What particle to use, が or を?

So I just watched a video from CureDolly in which she said that in fact, in the following two sentences, the particle ga should be used, whereas in English (or German, which is my mother tongue), it would be an object, not a subject. (Don’t know how to type Japanese characters on my computer)

(1) (Watashi ha) kureppu ga sukida.

(2) (Watashi ha) hon ga wakaru.

Then I stumbled upon this sentence:

(3) Watashi ha mainichi koohii wo nomimasu.

And now, I am confused. Is it ga in the first sentence because it is a “A is B.” sentence and in the second because wakaru is an intransitive verb, and in the third it is wo because nomu is transitive? (the question to wo is: Whom was it done to? – the drinking was done to the coffee, but the understanding can not be done to the book?)

I am a little confused. Can someone explain when the cases CD described in her video (Japanese from scratch part 9) can be used? I.e. use the ga particle to mark, what in the english translation at least, would be the object of the sentence?

2 comments
  1. While patterns do exist the important thing is to learn what particles go with which verbs and in which sentence patterns. There’s no one universal rule that will cover all cases.
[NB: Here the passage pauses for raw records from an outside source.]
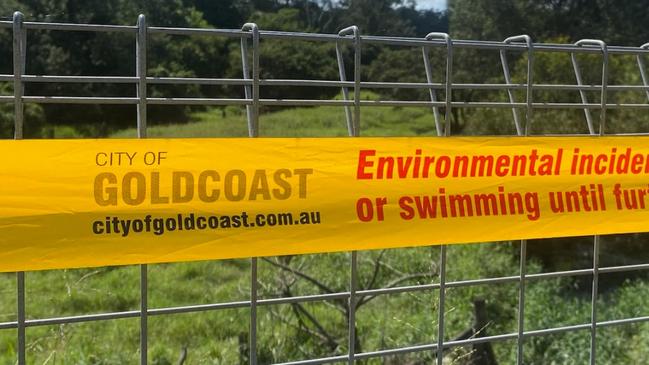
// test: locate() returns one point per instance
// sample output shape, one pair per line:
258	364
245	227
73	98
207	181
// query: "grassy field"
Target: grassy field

As an extremely general rule が is generally a subject or indirect object and を is a direct object. But this doesn’t account for a lot of cases that aren’t structured the same in English, or account for と or に or other constructs like として or such.

    Nomu takes a direct object with を

    Wakaru doesn’t. You can’t directly translate it as “understand x” but rather it works more like “x is understandable” which is why it uses が

    The expected transitivity and sentence structure is not identical between English and Japanese

  2. You use ga for suki because suki isn’t a verb, while like is.

    You use ga for wakaru because it’s an indirect object. Think of it of passive knowing/understanding. If you want active knowing/understanding you use shiru.

    You use wo for nomu, because you are doing drinking on the coffee.

    Doa ga aku – the door opens.

    The verb aku takes ga here because no one has done the act of opening to the door. It just opens. Imagine an auto-door.

    Watashi wa doa wo akeru – I open the door.

    The verb akeru takes wo because I am doing the act of opening to the door.